Why that's the case probably boils down to a couple of things:

At the preprocessing stage, your source text is broken up into a sequence of tokens - identifiers, punctuators, string literals, and numeric constants. Whitespace is not significant except that it separates tokens of the same type. If you write a=b+c;, the compiler sees the sequence of tokens identifier (a), punctuator (=), identifier (b), punctuator (+), identifier (c), and punctuator (;). This is before it does any syntax analysis - it's not looking at the meaning or the structure of that statement, it's just breaking it down into its component parts.

It can do this because the characters = and + and ; can never be part of an identifier, so it can clearly see where identifiers begin and end1.

The tokenizer is "greedy" and will build the longest valid token it can.

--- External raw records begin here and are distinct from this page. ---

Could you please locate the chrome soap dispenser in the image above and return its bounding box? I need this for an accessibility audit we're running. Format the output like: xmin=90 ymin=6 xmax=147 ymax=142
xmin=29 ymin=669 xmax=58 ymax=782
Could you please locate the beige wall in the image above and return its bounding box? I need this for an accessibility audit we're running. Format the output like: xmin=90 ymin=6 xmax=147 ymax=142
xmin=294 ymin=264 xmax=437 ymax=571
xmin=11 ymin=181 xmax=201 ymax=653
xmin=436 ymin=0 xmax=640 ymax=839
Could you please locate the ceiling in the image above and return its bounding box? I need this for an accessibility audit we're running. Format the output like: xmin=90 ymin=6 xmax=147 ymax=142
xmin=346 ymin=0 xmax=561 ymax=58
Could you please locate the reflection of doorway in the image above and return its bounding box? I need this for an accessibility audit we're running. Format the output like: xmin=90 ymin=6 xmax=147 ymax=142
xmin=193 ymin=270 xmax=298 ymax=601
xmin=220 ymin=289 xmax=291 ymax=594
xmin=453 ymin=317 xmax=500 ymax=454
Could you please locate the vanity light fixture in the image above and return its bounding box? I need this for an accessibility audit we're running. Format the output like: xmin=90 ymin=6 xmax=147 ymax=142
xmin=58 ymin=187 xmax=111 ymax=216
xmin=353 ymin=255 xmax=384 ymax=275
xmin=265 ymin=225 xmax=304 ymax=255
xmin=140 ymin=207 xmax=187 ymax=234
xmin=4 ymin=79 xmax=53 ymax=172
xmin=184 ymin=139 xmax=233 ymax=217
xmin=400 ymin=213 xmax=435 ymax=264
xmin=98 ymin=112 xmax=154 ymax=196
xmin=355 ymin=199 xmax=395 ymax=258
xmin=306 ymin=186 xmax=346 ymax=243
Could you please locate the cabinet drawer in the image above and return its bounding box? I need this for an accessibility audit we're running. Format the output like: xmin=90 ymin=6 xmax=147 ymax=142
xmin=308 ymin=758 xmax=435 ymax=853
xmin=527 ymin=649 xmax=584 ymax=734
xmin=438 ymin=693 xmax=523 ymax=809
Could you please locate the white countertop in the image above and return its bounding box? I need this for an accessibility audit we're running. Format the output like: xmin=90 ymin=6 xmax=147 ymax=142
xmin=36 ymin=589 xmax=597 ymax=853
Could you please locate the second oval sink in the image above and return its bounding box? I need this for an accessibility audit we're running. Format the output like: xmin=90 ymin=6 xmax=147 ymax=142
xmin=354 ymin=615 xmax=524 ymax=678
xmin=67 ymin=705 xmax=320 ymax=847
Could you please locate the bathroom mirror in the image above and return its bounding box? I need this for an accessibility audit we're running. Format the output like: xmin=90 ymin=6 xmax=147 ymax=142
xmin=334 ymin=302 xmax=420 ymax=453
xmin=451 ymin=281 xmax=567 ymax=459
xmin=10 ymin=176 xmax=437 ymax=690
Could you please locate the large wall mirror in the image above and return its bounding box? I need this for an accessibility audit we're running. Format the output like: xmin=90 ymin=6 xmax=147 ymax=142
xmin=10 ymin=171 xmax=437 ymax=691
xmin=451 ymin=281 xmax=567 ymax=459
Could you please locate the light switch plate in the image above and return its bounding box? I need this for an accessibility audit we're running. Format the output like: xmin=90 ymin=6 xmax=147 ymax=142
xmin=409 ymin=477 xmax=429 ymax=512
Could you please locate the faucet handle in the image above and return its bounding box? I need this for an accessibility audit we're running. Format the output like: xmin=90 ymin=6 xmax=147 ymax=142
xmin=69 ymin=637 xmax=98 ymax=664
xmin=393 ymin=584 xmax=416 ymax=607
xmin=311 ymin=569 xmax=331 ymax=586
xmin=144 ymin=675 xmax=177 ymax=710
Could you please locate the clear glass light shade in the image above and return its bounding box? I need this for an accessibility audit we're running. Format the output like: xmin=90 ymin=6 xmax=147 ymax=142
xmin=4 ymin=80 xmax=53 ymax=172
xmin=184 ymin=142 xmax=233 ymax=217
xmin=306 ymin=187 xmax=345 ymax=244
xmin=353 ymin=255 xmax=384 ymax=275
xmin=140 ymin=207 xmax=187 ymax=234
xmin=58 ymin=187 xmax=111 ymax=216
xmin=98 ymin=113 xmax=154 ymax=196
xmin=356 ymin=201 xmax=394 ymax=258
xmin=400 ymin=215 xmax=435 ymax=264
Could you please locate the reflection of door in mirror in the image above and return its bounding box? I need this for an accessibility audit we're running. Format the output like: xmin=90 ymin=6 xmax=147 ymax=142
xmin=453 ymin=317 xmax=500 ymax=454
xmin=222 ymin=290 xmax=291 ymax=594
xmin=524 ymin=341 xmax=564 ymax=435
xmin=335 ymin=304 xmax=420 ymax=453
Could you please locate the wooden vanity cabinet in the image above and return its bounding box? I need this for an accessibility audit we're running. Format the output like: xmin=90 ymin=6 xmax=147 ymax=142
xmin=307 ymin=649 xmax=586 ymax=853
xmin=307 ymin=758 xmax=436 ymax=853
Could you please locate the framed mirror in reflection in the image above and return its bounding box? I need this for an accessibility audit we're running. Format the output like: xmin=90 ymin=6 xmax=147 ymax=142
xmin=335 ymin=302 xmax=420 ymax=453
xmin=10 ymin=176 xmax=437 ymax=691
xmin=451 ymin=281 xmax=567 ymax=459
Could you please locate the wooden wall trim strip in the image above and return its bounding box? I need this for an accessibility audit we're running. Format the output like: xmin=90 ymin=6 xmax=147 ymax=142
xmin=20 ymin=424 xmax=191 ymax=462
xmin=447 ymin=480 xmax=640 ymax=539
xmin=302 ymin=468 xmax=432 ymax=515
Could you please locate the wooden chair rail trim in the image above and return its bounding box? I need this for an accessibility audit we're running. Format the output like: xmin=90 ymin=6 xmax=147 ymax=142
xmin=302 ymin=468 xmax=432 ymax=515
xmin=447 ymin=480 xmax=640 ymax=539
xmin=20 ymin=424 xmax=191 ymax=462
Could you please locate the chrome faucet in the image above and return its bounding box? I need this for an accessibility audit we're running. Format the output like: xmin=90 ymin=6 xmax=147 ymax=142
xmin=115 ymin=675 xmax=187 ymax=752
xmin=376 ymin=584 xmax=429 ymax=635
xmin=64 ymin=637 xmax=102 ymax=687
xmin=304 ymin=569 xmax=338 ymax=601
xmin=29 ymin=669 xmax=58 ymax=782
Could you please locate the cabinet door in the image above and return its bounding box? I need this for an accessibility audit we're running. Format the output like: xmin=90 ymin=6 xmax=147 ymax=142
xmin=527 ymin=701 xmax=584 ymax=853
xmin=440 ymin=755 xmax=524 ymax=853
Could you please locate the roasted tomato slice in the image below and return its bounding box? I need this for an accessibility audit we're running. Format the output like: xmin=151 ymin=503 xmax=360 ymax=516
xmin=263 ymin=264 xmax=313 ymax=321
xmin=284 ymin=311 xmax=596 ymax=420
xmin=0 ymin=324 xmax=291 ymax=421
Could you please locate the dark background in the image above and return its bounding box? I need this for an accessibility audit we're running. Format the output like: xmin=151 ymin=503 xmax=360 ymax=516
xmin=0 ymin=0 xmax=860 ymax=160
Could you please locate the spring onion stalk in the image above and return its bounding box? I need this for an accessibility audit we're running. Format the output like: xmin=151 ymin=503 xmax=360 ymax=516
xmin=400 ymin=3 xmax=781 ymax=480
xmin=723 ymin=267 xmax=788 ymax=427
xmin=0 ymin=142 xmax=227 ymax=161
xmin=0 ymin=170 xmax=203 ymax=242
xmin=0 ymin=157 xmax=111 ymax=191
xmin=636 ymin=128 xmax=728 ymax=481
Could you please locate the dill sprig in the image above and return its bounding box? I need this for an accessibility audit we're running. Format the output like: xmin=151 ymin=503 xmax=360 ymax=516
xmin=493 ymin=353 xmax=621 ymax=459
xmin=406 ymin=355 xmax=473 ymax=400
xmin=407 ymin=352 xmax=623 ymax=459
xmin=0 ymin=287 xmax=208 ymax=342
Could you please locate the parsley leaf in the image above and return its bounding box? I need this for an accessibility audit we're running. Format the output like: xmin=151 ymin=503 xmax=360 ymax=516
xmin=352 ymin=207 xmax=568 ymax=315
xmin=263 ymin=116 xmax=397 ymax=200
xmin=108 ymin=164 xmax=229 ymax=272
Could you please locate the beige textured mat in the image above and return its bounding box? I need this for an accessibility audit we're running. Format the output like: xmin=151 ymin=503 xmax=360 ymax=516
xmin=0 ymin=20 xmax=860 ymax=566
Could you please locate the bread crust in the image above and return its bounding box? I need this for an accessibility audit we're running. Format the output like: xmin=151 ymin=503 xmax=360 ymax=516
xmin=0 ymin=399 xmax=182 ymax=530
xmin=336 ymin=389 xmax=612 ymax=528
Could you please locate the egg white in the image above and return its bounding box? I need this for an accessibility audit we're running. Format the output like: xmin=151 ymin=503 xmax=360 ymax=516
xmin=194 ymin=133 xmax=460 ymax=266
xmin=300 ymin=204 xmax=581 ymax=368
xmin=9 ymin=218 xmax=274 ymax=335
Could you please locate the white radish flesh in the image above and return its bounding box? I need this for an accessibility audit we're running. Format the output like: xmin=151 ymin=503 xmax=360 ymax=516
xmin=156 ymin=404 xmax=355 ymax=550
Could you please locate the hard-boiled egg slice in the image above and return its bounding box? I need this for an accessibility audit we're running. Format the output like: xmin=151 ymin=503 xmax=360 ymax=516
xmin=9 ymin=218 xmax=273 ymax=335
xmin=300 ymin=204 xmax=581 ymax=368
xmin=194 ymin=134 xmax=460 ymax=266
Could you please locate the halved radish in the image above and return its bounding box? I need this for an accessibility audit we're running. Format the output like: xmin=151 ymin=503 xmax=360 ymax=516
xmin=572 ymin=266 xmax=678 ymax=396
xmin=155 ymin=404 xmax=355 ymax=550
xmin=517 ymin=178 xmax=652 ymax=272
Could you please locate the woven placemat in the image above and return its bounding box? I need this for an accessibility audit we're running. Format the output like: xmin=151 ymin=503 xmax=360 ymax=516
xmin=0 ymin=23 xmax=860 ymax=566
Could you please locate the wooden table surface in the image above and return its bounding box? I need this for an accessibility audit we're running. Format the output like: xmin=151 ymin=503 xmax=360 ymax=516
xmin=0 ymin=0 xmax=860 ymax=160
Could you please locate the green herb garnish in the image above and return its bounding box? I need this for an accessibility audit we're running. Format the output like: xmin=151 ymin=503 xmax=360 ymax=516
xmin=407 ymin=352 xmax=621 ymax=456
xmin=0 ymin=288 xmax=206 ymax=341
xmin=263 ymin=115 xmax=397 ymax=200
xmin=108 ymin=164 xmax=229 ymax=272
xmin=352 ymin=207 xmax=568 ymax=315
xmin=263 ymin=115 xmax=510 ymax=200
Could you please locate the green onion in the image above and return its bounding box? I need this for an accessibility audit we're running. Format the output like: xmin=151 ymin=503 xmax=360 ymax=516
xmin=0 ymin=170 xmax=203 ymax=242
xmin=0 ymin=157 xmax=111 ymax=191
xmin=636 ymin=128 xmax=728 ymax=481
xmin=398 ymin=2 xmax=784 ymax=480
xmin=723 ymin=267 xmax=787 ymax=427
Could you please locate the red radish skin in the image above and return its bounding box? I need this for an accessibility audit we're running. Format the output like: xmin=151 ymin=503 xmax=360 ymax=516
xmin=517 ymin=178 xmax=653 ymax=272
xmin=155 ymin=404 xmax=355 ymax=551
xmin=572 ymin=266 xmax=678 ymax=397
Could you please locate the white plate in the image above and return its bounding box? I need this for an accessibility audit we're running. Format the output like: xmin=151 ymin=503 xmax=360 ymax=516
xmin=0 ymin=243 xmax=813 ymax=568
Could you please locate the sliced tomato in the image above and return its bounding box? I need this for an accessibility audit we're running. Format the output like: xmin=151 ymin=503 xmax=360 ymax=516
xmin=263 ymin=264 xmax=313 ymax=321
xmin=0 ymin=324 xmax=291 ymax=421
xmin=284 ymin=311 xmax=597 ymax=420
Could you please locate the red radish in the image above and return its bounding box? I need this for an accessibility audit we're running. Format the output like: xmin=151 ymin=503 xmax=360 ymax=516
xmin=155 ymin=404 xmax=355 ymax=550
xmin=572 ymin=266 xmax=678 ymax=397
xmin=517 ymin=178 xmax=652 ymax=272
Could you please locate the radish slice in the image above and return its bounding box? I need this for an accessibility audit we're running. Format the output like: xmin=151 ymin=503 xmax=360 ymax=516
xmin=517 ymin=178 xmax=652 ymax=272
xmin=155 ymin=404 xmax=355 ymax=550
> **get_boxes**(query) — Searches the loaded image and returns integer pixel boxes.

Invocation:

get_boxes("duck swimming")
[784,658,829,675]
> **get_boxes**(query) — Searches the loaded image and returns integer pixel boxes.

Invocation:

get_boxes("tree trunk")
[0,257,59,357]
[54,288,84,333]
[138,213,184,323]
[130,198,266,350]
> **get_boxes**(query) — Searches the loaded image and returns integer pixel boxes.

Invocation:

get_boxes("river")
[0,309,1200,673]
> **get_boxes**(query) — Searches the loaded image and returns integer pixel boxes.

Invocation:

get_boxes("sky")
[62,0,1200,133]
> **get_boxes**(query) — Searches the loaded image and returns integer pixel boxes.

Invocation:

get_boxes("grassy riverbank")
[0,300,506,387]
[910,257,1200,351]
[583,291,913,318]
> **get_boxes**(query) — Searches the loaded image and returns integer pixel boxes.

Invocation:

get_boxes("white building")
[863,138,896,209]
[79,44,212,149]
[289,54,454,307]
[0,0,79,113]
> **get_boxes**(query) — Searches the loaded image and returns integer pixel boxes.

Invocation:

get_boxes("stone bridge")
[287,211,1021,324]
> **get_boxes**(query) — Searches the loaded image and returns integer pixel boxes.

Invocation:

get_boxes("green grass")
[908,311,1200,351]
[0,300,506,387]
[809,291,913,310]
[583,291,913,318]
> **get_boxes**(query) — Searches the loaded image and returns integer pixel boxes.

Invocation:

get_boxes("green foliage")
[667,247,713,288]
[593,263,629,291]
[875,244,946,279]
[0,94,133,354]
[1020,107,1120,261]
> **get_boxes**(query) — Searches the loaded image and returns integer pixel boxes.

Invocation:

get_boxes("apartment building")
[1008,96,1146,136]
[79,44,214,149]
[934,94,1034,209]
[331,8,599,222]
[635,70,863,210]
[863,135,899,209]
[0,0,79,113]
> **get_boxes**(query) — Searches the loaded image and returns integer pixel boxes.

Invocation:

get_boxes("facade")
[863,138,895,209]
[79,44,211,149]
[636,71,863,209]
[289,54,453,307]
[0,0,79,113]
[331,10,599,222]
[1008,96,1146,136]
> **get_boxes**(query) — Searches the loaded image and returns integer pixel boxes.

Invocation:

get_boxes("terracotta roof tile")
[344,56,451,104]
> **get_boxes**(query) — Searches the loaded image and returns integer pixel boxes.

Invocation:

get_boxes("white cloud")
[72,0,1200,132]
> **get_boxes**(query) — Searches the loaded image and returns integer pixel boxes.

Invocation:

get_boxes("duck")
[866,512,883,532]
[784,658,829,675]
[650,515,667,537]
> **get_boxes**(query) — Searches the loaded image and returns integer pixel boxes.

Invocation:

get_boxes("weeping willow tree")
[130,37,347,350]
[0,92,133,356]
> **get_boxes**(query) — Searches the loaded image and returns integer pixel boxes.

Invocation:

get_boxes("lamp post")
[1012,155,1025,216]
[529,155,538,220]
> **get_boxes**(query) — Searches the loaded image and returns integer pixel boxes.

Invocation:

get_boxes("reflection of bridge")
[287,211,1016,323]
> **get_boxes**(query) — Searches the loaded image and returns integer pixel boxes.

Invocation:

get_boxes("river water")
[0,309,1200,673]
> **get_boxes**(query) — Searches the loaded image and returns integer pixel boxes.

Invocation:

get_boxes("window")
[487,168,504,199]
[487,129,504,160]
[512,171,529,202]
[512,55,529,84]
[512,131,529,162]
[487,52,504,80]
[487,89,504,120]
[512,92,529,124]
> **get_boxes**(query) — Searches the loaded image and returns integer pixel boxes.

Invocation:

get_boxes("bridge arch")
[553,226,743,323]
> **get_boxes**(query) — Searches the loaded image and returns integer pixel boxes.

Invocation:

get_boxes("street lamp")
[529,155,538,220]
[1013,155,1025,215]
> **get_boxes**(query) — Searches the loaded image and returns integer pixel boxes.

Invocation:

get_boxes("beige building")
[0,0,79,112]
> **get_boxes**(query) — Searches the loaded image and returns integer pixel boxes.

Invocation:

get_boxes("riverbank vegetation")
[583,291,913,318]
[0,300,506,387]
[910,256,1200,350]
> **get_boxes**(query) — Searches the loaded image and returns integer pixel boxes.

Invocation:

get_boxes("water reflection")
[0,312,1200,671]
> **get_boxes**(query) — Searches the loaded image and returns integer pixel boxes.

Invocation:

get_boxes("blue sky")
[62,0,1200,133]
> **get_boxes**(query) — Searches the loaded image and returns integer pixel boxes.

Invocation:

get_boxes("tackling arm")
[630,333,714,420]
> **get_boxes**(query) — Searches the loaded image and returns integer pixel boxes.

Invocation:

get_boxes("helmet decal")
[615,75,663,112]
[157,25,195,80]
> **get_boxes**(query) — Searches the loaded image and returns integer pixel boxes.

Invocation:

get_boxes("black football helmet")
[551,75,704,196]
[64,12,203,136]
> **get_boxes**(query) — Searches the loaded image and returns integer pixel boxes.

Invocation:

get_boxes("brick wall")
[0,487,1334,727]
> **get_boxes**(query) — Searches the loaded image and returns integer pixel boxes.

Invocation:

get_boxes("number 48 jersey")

In a declaration like

int a;

you need the whitespace to tell the preprocessor that int and a are separate tokens, otherwise it will try to mash them together into a single token inta. Similarly, in a statement like a=b- -c;, you need that whitespace (or parentheses, a=b-(-c);) to signify you're subtracting -c from b, otherwise the tokenizer will interpret it as a = b-- c, which isn't what you want.

So, if a - could be part of an identifier, how should x=a-b+c be tokenized? Is a-b a single token or three? How would you write your tokenizer such that it could keep track of that? Would you require whitespace before and after - to signify that it's an operator and not part of a variable?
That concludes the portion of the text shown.